CSF and brain HTT and mHTT levels in a BACHD life-span study. (a) Brain mHTT levels as measured by the 2B7-MW1 SMC assay in a cohort of c. 10 BACHD rats for time point. (b) CSF mHTT levels as measured by the 2B7-MW1 SMC assay in a cohort of c. 10 BACHD rats for time point. (c) Brain levels of total HTT as measured  by the 2B7-MAB2166 SMC assay in a cohort of c. 10 rats for time point. (d) Correlation (non-parametric Spearman correlation, two-tailed p value, confidence interval = 95%, p < 0.0001, r² = 0.52) of mHTT levels between brain (x-axis) and CSF (y-axis) at multiple time points (symbol shapes) and age periods (colours) as measured by the 2B7-MW1 SMC assay. Every experimental point is reported as average and standard deviation of a technical triplicate. All numeric values are available in the supplementary material S-10.

Figure 9

Time-course HTT and mHTT levels in wild type and Q175 tissues. (a) Total HTT levels, as measured by the 2B7-MAB2166 SMC assay in different tissues and at different time points, are reported as heat maps for wild type (left) and Q175 KI (right) mice. Each colour represents the average levels of four to six animals. (b) mHTT levels, as measured by the 2B7-MW1 SMC assay in different tissues and at different time points, are reported as heat map for Q175 KI mice.
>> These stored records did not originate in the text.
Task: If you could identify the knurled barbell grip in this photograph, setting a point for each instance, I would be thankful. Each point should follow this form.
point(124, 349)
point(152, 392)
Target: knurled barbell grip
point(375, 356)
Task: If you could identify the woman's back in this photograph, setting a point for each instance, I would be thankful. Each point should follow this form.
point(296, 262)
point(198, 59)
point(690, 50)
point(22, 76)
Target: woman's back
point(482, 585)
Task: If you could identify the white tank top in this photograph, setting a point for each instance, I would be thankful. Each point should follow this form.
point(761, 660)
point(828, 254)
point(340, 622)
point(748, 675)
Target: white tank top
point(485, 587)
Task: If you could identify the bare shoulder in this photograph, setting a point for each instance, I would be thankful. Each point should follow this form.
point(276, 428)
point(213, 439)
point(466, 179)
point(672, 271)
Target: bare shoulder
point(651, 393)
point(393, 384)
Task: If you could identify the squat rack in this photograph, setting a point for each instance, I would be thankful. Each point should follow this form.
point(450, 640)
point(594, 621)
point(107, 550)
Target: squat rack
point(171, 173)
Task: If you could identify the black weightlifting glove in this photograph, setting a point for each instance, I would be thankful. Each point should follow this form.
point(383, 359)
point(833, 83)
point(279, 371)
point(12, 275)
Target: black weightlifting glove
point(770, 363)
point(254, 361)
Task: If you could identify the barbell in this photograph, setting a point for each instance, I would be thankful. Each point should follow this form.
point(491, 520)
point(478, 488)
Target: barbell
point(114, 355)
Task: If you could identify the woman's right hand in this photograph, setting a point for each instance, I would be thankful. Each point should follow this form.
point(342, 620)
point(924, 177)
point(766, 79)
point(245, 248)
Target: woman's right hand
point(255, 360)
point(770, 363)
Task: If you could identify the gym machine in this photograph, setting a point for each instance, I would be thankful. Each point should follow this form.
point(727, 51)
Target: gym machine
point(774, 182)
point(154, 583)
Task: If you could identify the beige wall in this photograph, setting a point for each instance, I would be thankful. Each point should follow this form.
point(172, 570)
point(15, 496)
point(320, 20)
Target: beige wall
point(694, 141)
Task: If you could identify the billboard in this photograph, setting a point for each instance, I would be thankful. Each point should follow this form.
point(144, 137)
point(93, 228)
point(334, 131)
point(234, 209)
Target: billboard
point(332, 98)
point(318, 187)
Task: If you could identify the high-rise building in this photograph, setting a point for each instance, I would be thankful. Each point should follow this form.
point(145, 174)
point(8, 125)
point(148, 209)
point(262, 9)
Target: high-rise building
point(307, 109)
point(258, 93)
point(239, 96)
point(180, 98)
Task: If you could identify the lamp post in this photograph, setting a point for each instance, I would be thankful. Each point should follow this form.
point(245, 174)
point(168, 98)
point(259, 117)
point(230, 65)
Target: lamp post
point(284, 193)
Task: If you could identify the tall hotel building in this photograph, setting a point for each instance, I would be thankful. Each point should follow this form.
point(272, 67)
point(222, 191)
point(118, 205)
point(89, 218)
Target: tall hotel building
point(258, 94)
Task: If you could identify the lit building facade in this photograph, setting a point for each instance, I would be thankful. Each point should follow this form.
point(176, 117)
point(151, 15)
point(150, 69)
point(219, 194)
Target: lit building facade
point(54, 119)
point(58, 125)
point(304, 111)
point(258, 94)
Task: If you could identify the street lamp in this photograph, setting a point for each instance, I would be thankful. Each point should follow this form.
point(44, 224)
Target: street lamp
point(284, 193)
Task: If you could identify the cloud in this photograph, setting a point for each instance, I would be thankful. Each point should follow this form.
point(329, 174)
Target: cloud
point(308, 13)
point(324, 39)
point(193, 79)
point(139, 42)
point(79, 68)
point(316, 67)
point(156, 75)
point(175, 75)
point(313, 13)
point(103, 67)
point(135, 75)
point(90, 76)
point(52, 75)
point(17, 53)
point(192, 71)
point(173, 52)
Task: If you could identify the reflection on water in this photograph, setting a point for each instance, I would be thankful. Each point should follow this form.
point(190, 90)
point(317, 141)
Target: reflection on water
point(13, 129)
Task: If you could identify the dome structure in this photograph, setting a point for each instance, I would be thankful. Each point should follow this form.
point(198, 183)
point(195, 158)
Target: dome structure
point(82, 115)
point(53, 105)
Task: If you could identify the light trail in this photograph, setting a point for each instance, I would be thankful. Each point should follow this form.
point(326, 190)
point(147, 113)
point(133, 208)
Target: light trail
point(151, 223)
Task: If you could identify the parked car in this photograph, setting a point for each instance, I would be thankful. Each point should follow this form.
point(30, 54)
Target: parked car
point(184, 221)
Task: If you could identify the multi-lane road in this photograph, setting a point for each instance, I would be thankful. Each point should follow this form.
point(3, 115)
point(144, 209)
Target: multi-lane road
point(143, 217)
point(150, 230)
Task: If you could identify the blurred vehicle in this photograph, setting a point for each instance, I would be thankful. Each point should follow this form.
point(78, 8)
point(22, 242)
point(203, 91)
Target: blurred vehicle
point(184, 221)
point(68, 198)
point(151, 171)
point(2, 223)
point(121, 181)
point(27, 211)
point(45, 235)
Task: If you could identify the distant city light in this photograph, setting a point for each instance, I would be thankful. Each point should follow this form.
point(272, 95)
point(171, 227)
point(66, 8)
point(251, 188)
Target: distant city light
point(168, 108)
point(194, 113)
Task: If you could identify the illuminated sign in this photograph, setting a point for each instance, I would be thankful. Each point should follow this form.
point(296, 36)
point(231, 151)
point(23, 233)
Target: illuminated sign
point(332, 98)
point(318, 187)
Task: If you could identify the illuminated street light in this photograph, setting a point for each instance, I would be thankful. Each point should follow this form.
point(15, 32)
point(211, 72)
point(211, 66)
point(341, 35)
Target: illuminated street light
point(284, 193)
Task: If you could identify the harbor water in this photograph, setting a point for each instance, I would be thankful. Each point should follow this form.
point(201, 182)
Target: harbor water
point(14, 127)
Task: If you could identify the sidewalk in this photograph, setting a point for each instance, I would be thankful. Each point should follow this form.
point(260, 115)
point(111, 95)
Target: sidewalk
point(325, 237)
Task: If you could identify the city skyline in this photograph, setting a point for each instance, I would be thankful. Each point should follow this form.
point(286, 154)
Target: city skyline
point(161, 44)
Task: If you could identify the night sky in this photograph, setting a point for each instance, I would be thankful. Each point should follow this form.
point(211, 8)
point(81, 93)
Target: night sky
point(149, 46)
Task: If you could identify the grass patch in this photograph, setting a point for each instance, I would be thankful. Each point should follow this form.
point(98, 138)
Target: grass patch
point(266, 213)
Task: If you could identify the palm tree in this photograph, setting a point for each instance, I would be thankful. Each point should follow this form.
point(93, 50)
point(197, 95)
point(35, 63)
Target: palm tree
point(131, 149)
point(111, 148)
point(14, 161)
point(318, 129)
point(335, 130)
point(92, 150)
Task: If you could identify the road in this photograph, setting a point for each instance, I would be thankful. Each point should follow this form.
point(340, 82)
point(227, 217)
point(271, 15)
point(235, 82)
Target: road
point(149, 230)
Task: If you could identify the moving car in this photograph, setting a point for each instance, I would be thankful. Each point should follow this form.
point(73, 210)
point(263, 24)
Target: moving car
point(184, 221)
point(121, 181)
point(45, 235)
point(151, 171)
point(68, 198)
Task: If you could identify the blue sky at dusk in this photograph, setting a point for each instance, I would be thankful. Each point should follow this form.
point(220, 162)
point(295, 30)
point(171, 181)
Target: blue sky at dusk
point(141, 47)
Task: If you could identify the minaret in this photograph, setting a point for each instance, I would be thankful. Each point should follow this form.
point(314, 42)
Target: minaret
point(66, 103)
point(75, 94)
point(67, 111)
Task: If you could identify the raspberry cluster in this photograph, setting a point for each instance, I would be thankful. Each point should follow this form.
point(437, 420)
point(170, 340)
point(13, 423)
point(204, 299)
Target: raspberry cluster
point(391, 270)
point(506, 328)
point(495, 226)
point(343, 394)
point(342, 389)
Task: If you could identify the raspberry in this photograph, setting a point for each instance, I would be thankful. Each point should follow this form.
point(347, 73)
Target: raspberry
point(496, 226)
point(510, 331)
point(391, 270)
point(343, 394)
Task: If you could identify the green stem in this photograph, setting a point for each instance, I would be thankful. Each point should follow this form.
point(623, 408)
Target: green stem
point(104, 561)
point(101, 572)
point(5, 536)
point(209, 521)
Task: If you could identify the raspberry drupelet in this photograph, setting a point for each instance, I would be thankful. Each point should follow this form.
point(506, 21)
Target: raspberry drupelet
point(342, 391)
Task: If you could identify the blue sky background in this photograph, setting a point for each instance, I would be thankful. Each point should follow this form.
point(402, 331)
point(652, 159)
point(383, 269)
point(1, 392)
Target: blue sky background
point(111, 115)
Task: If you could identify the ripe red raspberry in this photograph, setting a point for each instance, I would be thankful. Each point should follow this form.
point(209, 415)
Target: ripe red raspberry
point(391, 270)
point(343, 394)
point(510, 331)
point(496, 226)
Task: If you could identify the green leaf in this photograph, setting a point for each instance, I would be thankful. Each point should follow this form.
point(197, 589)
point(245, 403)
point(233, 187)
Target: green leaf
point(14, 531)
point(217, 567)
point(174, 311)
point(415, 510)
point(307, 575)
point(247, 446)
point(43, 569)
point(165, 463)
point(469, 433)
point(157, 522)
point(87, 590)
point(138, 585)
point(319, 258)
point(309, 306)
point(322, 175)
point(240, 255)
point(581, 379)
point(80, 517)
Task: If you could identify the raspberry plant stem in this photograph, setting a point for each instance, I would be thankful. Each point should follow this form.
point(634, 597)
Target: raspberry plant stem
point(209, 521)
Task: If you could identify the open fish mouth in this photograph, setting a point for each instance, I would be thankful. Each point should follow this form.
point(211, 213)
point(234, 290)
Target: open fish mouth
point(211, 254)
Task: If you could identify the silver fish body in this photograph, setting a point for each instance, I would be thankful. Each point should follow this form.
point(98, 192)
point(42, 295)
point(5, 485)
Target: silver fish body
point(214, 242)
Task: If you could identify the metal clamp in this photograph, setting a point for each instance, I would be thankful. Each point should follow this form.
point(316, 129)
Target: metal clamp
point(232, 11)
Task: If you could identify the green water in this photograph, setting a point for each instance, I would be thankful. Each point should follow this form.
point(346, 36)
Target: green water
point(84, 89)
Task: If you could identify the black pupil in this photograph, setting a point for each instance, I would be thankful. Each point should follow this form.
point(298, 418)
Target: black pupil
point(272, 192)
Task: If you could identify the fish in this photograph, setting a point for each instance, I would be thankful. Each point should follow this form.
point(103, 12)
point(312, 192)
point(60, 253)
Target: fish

Each colour is the average levels of four to six animals. (c) The ratio between mHTT and total HTT in Q175 samples is reported for each analysed tissue and time point as heat map. (d) Total HTT (left panel) and mHTT (right panel) levels for each animal are presented for the striatum (grey) and kidney (white) of Q175 animals. All numeric values are available in the supplementary material S-11.